Pritzker Prize-winning architect and Eero Saarinen protégé Kevin Roche has passed away aged 96, leaving behind a "formidable body of work" including New York's Metropolitan Museum of Art and The Ford Foundation headquarters.
The Dublin-born modernist architect – one of the first recipients of the Pritzker Prize – died Friday 1 March 2019 aged 96 at his home in Guilford, Connecticut.
His portfolio encompasses eight museums, 38 institutional and corporate headquarters, seven research laboratories, as well as performing arts centers, theatre and campus buildings for universities.
Roche kicked-off career with Eero Saarinen
After studying under modernist architect Mies van der Rohe at the Illinois Institute of Technology, Roche kicked off his career in postwar America at the Detroit office of neo-futurist architect Eero Saarinen.
Starting at the practice in 1950, he was promoted to principal design associate and worked closely with the Finnish-American on a number of US projects up until 1961, when Saarinen passed away. Roche was left in charge of the practice with his future partner, John Dinkeloo, and Joseph Lacy.
The trio completed 12 of Saarinen's projects, including JFK's TWA Flight Center, Dulles International Airport Terminal, the St Louis Arch, and the Deere and Company Headquarters.
Roche and Dinkeloo later established Kevin Roche John Dinkeloo and Associates as a successor to Saarinen's studio. The Connecticut firm – which landed The Oakland Museum of Art in California as its first commission – completed several major works in New York City, such as the Central Park Zoo, the 60 Wall Street skyscraper and an extension to the Jewish Museum.
Major works in New York include The Met masterplan and new galleries
Among the most well-known is its masterplan for The Met. Initiated in 1967, the project involved redesigning the museum to include the famed terraced steps and adding a series of new galleries. These include the glazed Sackler Wing for the Temple of Dendur – which provided the backdrop to a recent Chanel fashion show – the Michael C Rockefeller Wing, and the Andre Meyer Galleries above.

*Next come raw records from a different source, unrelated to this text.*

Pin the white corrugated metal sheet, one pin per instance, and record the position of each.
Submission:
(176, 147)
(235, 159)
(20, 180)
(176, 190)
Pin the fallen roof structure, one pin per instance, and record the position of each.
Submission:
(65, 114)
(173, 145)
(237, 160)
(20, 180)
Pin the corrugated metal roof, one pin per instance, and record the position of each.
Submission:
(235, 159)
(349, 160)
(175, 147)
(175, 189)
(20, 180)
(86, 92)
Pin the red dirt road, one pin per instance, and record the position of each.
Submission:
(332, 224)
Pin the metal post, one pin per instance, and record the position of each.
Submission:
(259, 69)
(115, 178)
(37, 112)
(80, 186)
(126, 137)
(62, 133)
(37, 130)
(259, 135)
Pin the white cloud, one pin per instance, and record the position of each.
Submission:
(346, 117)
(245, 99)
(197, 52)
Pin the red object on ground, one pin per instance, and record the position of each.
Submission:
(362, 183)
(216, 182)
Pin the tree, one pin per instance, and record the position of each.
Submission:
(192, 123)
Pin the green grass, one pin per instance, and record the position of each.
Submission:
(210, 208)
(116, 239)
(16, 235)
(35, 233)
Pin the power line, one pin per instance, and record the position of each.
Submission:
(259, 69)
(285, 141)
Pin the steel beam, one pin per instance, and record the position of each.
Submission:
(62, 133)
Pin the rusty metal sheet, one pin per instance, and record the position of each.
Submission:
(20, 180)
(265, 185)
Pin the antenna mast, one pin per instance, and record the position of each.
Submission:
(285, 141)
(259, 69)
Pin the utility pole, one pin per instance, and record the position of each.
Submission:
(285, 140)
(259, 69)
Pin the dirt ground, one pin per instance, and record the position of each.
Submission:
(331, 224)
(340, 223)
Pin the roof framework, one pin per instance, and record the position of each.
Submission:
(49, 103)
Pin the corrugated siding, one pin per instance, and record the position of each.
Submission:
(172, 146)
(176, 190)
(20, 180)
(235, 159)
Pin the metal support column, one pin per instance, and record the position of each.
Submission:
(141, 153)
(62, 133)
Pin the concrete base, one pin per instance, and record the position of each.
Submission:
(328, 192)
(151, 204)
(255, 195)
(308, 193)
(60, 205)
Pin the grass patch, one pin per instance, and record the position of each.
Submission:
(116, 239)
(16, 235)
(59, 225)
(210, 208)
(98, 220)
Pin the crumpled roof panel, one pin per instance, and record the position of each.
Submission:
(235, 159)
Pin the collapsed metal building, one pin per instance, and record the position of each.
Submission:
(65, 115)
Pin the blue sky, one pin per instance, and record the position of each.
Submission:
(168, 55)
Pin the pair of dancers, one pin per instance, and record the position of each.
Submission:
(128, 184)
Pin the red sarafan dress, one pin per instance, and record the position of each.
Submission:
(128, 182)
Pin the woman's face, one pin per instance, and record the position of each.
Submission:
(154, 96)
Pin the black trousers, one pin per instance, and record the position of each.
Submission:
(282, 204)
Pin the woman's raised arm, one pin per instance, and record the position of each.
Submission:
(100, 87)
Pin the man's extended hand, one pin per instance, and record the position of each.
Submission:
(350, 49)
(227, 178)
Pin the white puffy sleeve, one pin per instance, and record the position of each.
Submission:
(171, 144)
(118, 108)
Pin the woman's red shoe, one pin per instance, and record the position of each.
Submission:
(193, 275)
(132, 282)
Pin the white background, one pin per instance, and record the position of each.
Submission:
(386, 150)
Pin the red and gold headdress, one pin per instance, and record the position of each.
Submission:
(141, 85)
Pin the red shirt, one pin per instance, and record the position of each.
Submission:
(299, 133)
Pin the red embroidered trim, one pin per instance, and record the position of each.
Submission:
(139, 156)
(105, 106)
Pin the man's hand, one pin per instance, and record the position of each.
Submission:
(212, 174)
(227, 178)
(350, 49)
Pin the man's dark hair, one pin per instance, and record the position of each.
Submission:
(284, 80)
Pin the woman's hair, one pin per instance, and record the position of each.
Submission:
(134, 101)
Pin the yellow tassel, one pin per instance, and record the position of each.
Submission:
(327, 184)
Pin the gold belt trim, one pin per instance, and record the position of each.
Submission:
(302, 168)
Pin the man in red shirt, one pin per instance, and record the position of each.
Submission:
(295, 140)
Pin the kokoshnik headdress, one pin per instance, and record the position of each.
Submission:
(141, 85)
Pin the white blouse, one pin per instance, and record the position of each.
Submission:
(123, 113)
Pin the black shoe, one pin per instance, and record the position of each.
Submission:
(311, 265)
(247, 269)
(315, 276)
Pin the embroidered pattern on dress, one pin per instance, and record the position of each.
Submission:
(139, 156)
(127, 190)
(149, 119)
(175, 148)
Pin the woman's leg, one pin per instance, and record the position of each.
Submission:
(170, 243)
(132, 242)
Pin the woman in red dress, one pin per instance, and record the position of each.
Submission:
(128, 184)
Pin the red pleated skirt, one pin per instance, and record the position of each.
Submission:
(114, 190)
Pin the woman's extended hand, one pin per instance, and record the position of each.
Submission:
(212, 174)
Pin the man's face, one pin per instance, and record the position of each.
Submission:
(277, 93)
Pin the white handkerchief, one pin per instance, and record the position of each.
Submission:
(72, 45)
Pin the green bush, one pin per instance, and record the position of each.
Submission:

The additions – of which there is also the new American Wing and the Wallace Galleries for Twentieth Century Art – are celebrated for complementing the existing details of the museum's original beaux-arts building with high spaces and plenty of glazing.
Also in New York, Roche's firm completed The Ford Foundation in 1968. The L-shaped building wraps around large tree-filled atrium, to offer an early example of the indoor public spaces in Manhattan offices.
Roche received Pritzker Prize in 1982
Roche received the Pritzker Prize in 1982 following these accomplishments, with the jury commending his "formidable body of work".
"In this mercurial age, when our fashions swing overnight from the severe to the ornate, from contempt for the past to nostalgia for imagined times that never were," said the jury's citation at the time. "Kevin Roche's formidable body of work sometimes intersects fashion, sometimes lags fashion, and more often makes fashion."
Following his death, a number of architects and designers have paid tribute to the modernist architect, including the founder of US firm wHY Kulapat Yantrasast.
"Kevin Roche, in my view, truly balanced the clear abstract and geometrical legacy of modern architecture with subtle, human-focused planning and detailing," he told Dezeen. "Bravo to the humanistic thread of modern architecture that he perfected."
Roche "deserves more public recognition"
Yantrasast, who is currently working on an update to Roche's Micheal C Rockefeller Wing at The Met, described the late architect as one his "reallifeheroes" in an Instagram post dated 29 May 2017, adding that "even with a Pritzker I still think he deserves more public recognition".
Pentagram designer Michael Beirut also took to social media to complement Roche following his passing. He commended the architect's presentation of the original design for The Ford Foundation as "one of the most persuasive and revolutionary things I've ever seen" in a tweet.
Roche received a number of accolades during his career: the Academie d'Architecture Grand Gold Medal in 1977, the Gold Medal for Architecture from the American Academy of Arts and Letters in 1990; and the American Institute of Architects' Gold Medal in 1993.
Other highlights from his career is the modernist Knights of Columbus Building in New Haven, Connecticut – which features four chunky brick columns at its corners – and the three triangular office buildings, known as The Pyramids, in Indianapolis.
"To build well is an act of peace," says Roche
His architecture often featured a variety of different materials, like masonry, glass and Corten – its use at the Deere and Company Headquarters was one of the first architectural applications. While his approach was influenced by modernism, it is typically regarded as difficult to define. Roche, however, aimed to sum it up in his Pritzker Prize acceptance speech:
"We should, all of us, bend our will to create a civilisation in which we can live at peace with nature and each other," he said. "To build well is an act of peace. Let us hope that it will not be in vain."
Born 14 June 1922 in Dublin, Ireland, Roche began his architectural studies at the School of Architecture at University College Dublin in 1940. While studying, he designed the cheese warehouse and the piggeries for the Creameries in Mitchelstown – a small town in County Cork where his family lived.
After graduating, he worked for Dublin-based architect Michael Scott and then London's Maxwell Fry, before moving to the United States in 1948 to study the postgraduate course at the Illinois Institute of Technology.
Roche continued work up until his death, with his final project, the Capitol Crossing development in Washington DC, slated for completion this year.